Strategy: ServiceNow-Side Dedup

Keep the handler narrow. Add a Business Rule on incident (Before Insert) that collapses duplicates onto an open parent Incident.

Dedup key (recommended):

policy_name + cluster + namespace + deployment

Pod name is too volatile — re-scheduled pods get new names and would break the match. Deployment is the stable unit for “same problem, same workload”.

Business Rule Sketch

System Definition → Business Rules → New

Field Value
Name ACS Incident dedup
Table Incident [incident]
When before
Order 100
Insert
Advanced

Script:

(function executeRule(current, previous) {
  var shortDesc = current.short_description.toString();
  if (shortDesc.indexOf('ACS policy violation: ') !== 0) return;

  // Extract dedup key from description
  var desc = current.description.toString();
  var cluster = _grab(desc, /^Cluster:\s*(.+)$/m);
  var namespace = _grab(desc, /^Namespace:\s*(.+)$/m);
  var workload = _grab(desc, /^Workload:\s*[^/]+\/\s*(.+)$/m);
  var dedupKey = [shortDesc, cluster, namespace, workload].join('|');

  var gr = new GlideRecord('incident');
  gr.addQuery('short_description', shortDesc);
  gr.addQuery('state', 'IN', '1,2,3');  // New, In Progress, On Hold
  gr.addQuery('description', 'CONTAINS', 'Cluster: ' + cluster);
  gr.addQuery('description', 'CONTAINS', 'Namespace: ' + namespace);
  gr.setLimit(1);
  gr.query();

  if (gr.next()) {
    gr.work_notes = '[ACS dedup] additional occurrence at '
      + new GlideDateTime().getDisplayValue()
      + '\nKey: ' + dedupKey;
    gr.update();
    current.setAbortAction(true);  // prevent new insert
  }

  function _grab(s, re) { var m = re.exec(s); return m ? m[1].trim() : ''; }
})(current, previous);

Behavior:

  • First violation → new Incident
  • Same policy + cluster + namespace + deployment while Incident is open → work_notes append, no new Incident
  • Incident closed → next violation reopens as a fresh Incident

Why Dedup In ServiceNow, Not In The Handler

  • Handler has no read access to prior Incidents without extra GlideRecord work — once you add that, you are building a Business Rule anyway
  • Business Rules survive handler rewrites
  • Dedup logic depends on Incident state (open vs closed), which is a ServiceNow concept, not an RHACS concept
  • Operators can tune the rule without redeploying the handler

Storm Control: Rate Limiting

Separate concern: bursts from a newly-attached policy that suddenly covers 10,000 pods.

Options, pick one:

Control Where Cost
RHACS policy scope narrowing RHACS Free. Excludes known-noisy namespaces.
Webhook rate limit on the edge proxy Proxy Requires a proxy. Drops events silently.
ServiceNow Business Rule throttle ServiceNow Add rate-limit state to a scratchpad table; complexity.

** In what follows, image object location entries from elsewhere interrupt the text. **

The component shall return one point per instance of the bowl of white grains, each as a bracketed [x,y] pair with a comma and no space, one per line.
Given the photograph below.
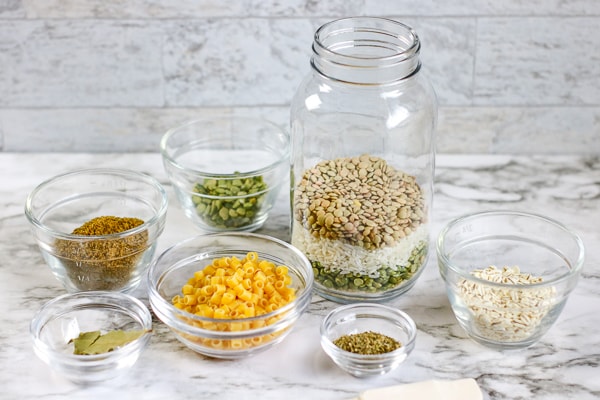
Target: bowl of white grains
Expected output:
[368,339]
[508,274]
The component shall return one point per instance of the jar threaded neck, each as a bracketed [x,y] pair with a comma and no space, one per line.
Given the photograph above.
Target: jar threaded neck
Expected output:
[366,50]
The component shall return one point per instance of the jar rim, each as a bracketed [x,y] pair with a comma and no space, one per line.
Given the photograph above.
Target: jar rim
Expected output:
[366,51]
[398,39]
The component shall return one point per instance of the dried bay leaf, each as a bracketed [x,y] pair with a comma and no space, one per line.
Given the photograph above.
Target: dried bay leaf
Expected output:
[84,341]
[94,342]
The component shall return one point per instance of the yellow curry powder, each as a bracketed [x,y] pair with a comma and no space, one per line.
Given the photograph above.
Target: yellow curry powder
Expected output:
[103,263]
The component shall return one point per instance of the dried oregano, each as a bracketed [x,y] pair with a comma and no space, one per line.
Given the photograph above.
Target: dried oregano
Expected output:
[368,342]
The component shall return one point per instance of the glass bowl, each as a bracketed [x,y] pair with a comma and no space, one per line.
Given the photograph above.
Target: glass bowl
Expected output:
[91,260]
[368,317]
[63,318]
[508,274]
[226,171]
[234,334]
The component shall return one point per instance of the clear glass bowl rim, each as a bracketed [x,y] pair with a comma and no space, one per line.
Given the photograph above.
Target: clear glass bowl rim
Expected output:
[40,319]
[156,218]
[400,315]
[207,175]
[447,264]
[175,315]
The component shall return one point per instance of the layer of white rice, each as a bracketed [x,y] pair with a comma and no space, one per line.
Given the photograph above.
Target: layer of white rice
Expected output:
[338,256]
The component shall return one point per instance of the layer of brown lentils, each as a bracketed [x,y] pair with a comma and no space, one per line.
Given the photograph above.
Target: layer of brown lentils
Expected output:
[362,201]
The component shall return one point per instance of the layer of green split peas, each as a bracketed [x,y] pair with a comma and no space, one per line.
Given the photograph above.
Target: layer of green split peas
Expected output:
[387,277]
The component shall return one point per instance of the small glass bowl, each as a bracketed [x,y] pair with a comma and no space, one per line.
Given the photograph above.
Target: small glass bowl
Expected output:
[63,318]
[234,337]
[101,262]
[516,311]
[227,171]
[363,317]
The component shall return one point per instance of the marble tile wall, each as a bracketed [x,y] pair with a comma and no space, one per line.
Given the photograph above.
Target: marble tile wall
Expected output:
[512,76]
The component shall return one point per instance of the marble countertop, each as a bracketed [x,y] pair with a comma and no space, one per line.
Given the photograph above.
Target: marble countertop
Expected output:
[564,364]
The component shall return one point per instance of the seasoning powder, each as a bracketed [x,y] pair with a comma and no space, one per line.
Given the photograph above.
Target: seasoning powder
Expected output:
[368,342]
[102,263]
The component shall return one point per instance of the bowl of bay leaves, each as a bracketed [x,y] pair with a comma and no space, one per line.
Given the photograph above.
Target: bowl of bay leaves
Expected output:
[91,337]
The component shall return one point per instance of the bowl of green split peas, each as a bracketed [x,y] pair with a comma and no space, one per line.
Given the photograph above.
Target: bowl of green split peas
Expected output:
[226,171]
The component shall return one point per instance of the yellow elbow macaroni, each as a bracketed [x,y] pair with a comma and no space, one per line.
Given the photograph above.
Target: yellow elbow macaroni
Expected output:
[230,288]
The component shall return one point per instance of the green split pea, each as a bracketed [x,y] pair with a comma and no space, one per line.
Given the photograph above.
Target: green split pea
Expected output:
[230,203]
[386,277]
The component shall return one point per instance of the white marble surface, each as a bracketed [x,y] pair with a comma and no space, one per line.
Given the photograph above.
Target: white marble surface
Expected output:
[564,365]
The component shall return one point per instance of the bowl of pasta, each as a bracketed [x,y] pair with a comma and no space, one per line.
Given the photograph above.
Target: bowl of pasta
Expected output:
[230,295]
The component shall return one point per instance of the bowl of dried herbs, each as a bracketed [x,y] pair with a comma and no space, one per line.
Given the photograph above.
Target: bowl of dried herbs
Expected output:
[97,229]
[227,171]
[90,337]
[368,339]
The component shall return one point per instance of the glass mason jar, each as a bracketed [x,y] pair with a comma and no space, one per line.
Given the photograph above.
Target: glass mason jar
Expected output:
[362,125]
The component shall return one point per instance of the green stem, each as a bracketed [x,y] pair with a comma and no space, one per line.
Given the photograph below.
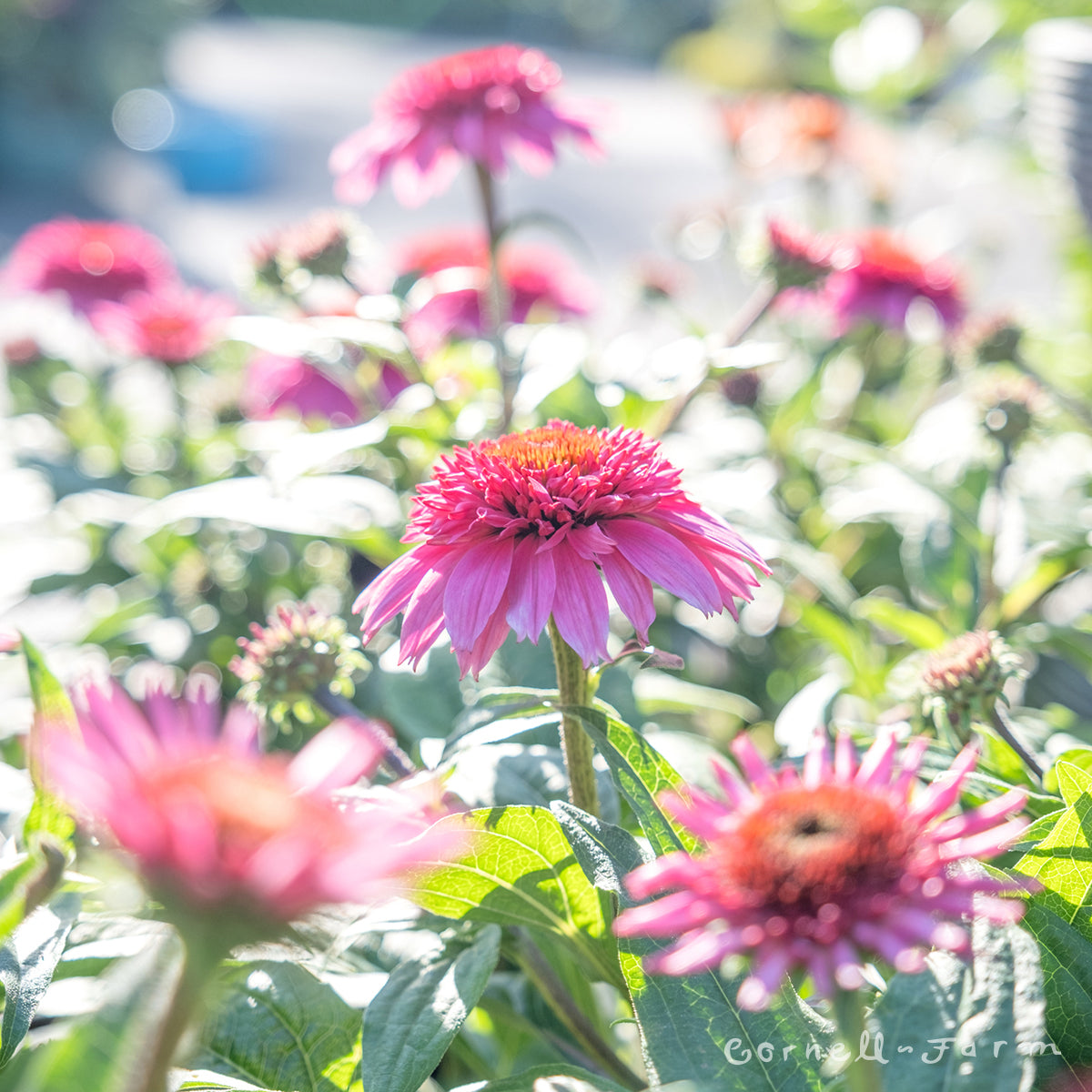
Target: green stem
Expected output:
[999,725]
[545,978]
[191,978]
[573,688]
[495,303]
[863,1074]
[394,758]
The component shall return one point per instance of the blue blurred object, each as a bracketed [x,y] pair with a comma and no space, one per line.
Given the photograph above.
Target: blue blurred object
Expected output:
[213,152]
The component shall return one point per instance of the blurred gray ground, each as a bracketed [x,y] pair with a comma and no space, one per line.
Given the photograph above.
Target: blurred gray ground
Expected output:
[305,86]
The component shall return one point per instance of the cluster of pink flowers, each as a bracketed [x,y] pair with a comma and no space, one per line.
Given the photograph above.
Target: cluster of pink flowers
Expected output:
[484,105]
[511,532]
[213,824]
[536,281]
[872,277]
[124,281]
[819,869]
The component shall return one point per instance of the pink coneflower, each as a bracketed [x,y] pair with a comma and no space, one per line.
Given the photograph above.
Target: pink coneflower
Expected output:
[484,105]
[172,325]
[817,872]
[217,828]
[796,259]
[288,386]
[877,278]
[538,282]
[516,530]
[88,261]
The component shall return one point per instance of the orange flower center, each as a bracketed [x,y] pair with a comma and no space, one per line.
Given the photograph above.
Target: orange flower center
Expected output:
[550,446]
[808,846]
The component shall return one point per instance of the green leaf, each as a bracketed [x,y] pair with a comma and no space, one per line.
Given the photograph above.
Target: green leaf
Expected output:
[1066,958]
[53,709]
[520,872]
[27,961]
[960,1029]
[497,774]
[110,1051]
[640,773]
[279,1027]
[691,1026]
[1063,860]
[557,1077]
[412,1021]
[918,629]
[28,883]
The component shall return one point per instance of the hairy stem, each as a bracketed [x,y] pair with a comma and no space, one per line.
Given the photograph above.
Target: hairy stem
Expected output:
[863,1073]
[573,689]
[545,978]
[196,970]
[394,758]
[998,723]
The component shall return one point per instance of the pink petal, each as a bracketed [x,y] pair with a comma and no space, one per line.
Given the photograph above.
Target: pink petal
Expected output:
[665,561]
[531,589]
[580,606]
[475,589]
[632,591]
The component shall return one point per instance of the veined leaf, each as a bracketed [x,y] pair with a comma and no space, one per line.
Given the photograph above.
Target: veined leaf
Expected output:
[279,1027]
[113,1049]
[640,773]
[27,962]
[960,1029]
[552,1078]
[520,872]
[691,1026]
[1063,860]
[412,1021]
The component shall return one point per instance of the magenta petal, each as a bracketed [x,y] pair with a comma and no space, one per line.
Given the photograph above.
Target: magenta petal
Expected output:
[531,590]
[664,560]
[632,591]
[475,589]
[580,606]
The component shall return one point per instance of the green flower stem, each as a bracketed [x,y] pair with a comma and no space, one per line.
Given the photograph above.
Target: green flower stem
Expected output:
[998,723]
[495,310]
[573,688]
[545,978]
[863,1074]
[394,758]
[199,965]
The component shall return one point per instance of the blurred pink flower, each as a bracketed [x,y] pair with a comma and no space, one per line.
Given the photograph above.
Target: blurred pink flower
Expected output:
[796,259]
[483,105]
[88,261]
[516,530]
[173,325]
[217,828]
[288,386]
[877,278]
[538,281]
[819,871]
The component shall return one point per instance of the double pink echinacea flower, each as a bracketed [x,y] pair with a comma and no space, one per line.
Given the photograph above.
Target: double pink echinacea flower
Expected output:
[484,105]
[214,824]
[513,531]
[817,871]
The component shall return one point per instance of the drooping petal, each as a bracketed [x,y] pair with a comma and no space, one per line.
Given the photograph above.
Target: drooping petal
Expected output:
[475,588]
[580,606]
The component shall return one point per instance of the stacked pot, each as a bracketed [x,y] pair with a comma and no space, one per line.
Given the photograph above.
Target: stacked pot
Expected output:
[1059,99]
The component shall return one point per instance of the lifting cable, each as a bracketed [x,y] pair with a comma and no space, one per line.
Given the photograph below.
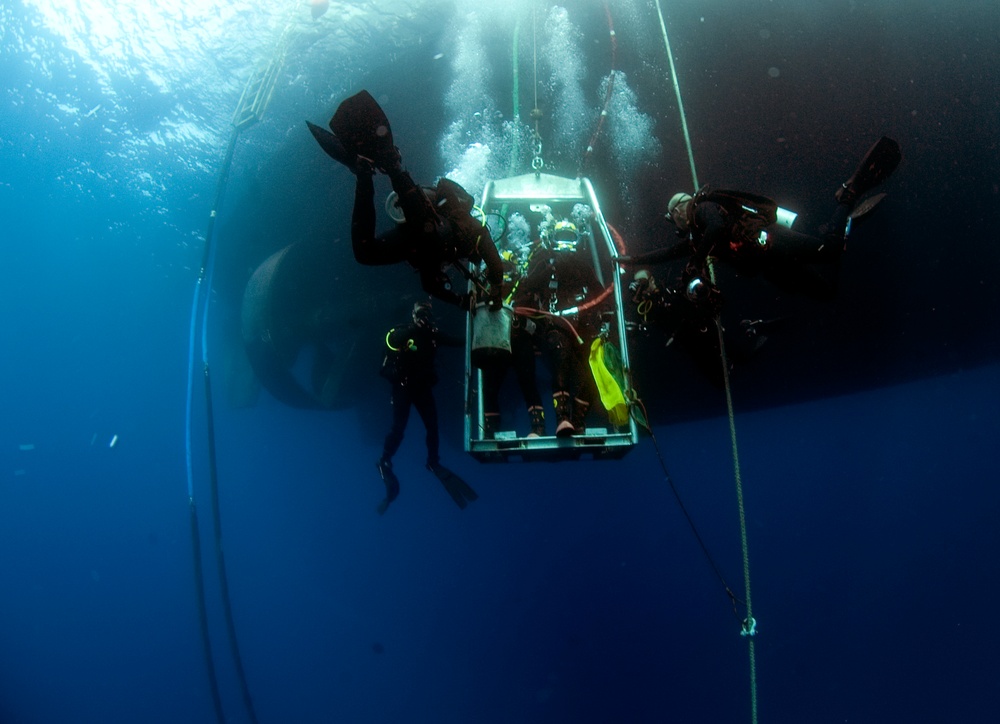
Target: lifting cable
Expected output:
[749,625]
[608,93]
[249,110]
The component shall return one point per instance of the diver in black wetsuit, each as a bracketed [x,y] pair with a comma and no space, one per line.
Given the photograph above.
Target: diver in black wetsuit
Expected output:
[438,229]
[742,229]
[409,366]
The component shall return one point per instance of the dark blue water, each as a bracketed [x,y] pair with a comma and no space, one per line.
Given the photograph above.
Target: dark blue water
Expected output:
[567,593]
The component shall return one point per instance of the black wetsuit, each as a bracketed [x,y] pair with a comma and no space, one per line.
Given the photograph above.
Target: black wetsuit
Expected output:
[409,366]
[429,240]
[790,260]
[557,281]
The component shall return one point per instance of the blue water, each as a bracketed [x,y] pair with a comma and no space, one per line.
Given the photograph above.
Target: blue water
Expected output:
[567,593]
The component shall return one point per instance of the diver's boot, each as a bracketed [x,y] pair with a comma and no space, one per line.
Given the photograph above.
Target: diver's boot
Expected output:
[384,465]
[491,425]
[580,409]
[877,165]
[564,426]
[537,416]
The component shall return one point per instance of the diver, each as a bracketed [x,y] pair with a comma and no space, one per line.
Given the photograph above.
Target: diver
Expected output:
[438,229]
[685,312]
[561,277]
[743,230]
[409,366]
[522,349]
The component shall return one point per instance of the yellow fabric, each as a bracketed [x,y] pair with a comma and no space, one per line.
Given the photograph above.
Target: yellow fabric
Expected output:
[611,392]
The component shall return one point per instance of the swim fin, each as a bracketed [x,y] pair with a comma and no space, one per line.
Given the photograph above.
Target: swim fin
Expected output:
[866,206]
[391,484]
[457,488]
[362,128]
[877,165]
[333,147]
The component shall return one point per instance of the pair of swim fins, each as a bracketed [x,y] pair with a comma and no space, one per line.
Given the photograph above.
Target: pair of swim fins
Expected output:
[459,490]
[360,130]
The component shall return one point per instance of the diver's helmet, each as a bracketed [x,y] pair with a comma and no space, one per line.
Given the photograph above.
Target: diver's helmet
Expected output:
[422,314]
[677,208]
[565,236]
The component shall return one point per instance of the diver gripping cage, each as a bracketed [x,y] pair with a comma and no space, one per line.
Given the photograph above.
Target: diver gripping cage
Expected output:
[531,207]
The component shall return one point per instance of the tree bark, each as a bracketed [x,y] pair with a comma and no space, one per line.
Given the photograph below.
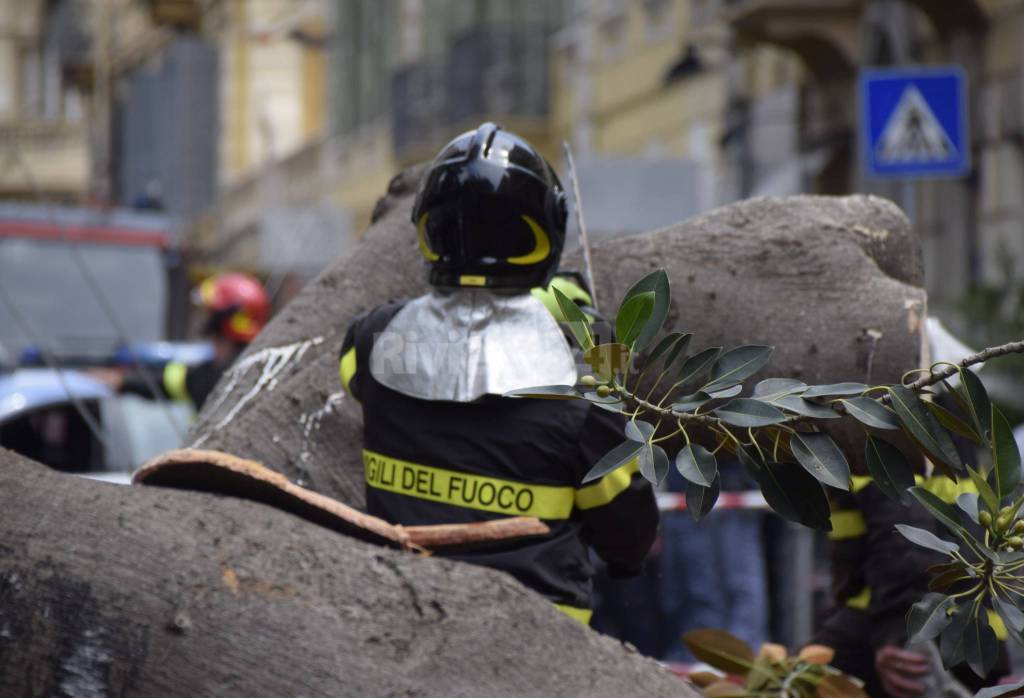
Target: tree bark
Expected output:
[109,591]
[834,284]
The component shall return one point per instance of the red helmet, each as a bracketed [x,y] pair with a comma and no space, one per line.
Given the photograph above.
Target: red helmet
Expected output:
[238,305]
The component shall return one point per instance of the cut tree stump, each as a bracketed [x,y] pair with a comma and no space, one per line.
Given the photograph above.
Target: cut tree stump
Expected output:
[128,592]
[834,284]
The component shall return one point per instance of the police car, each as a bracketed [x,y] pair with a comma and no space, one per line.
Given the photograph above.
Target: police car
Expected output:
[74,423]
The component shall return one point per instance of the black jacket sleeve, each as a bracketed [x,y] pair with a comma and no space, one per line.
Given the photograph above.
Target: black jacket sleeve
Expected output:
[619,512]
[895,569]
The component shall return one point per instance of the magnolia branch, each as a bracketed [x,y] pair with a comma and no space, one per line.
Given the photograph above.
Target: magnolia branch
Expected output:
[933,377]
[947,371]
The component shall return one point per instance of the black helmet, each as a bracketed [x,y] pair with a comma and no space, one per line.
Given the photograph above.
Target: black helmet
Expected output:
[491,212]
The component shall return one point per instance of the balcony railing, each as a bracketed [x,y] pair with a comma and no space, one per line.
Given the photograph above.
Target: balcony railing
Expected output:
[487,72]
[45,159]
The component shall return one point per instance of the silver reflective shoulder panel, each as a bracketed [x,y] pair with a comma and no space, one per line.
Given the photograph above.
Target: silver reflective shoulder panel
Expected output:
[462,345]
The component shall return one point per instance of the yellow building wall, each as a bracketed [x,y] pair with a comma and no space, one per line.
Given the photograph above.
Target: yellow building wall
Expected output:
[271,88]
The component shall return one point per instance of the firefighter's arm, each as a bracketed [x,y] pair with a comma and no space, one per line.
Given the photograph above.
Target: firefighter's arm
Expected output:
[895,569]
[619,512]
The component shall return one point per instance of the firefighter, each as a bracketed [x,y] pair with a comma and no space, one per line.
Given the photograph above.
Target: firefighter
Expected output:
[441,445]
[237,307]
[877,576]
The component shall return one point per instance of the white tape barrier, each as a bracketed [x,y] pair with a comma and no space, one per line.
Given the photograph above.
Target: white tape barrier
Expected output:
[676,502]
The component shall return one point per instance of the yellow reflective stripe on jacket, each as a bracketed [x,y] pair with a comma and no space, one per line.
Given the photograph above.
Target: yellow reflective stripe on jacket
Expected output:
[944,488]
[346,369]
[995,620]
[581,614]
[861,600]
[939,485]
[608,487]
[465,489]
[847,524]
[174,381]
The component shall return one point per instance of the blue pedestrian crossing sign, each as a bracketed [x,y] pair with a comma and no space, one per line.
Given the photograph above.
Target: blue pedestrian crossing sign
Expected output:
[913,123]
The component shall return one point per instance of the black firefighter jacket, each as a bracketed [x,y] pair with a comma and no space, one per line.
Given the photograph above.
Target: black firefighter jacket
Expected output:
[439,462]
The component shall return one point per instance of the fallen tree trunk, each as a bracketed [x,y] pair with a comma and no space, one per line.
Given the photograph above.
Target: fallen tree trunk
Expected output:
[109,591]
[833,282]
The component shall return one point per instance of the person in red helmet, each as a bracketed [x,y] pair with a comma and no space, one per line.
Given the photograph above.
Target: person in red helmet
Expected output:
[237,307]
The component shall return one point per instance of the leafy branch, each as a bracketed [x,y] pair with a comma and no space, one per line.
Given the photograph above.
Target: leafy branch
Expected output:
[671,396]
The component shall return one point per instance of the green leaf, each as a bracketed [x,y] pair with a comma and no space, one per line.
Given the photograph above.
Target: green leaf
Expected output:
[721,650]
[951,640]
[952,422]
[889,469]
[942,512]
[609,403]
[695,365]
[1006,457]
[579,324]
[1011,615]
[546,393]
[772,388]
[968,503]
[795,403]
[632,317]
[924,428]
[920,536]
[795,494]
[870,412]
[688,403]
[836,390]
[974,399]
[653,464]
[655,284]
[744,411]
[696,464]
[614,459]
[821,457]
[984,490]
[736,365]
[980,647]
[607,359]
[929,617]
[699,500]
[949,576]
[751,460]
[638,430]
[1008,691]
[727,392]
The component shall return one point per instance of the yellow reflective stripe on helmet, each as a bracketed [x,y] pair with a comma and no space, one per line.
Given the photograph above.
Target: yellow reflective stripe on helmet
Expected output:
[847,524]
[465,489]
[861,601]
[421,231]
[581,614]
[174,381]
[346,368]
[542,245]
[608,487]
[242,323]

Prefer RHACS-side scope narrowing. Dropping events at the proxy hides real signal; throttling in ServiceNow builds state that drifts.

Observability

Always log the dedup decision:

gs.info('[ACS dedup] collapsed onto ' + gr.number + ' key=' + dedupKey);

Without this, “why did my new violation not create a ticket” becomes unanswerable.

Boundaries

  • Dedup by short_description string match breaks if you change the short_description format in the handler. Keep them in sync.
  • Matching on description CONTAINS cluster/namespace is brittle if you change the description layout. Consider adding u_acs_cluster, u_acs_namespace columns and matching those — see Incident Fields Reference.
  • setAbortAction(true) aborts insert but the handler still returns 201 with a bogus sys_id (the pre-insert current). RHACS does not care, but your logs will show inserts that did not land in the table.